I think that I've partially addressed that objection by narrowing the
focus of the alternative schedulers so that the dilution of effort is
reduced. The dichotomy between the dual array schedulers (ingosched and
nicksched) and the single array schedulers (staircase and the SPA
schedulers) is the main stumbling block to narrowing the focus further.
Linus' objection was against specialisation - he preferred one
cpu scheduler that could do everything rather than unique cpu schedulers for
NUMA, SMP, UP, embedded...
kernbench results show that the penalties for an all purpose scheduler
aren't very big so it's probably not a bad philosophy. In spite of this
I think specialization is worth pursuing if it can be achieved with very
small configurable differences to the mechanism. If the configuration
change can be done at boot time or on a running system then it's even
better e.g. your "compute" switch in staircase.

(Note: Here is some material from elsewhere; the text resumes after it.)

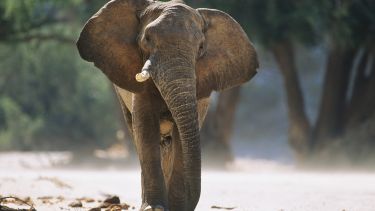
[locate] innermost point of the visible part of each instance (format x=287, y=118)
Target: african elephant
x=165, y=59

Each approach has its own arguments and there
isn't much point bringing them up again. We shall use Linux as the
"steamroller to crack a nut" no matter what that nut is.
Even if plugsched has no hope of getting into the mainline kernel, I see
it as a useful tool for the practical evaluation of the various
approaches. If it could go into -mm for a while this evaluation could
be more widespread.
In it's current state it should not interfere with other scheduling
related development such as the load balancing changes, cpusets etc.
My testing shows that there's no observable difference in performance
between a stock kernel and plugsched with ingosched selected at the
total system level (although micro benchmarking may show slight
increases in individual operations).
I could find no difference either, but IA64 which does not cope with
indirection well would probably suffer a demonstrable performance hit I have
been told.
I wasn't aware of that.
I do not have access to such hardware.
Nor do I.
Peter
--
Peter Williams [email protected]
"Learning, n. The kind of ignorance distinguishing the studious."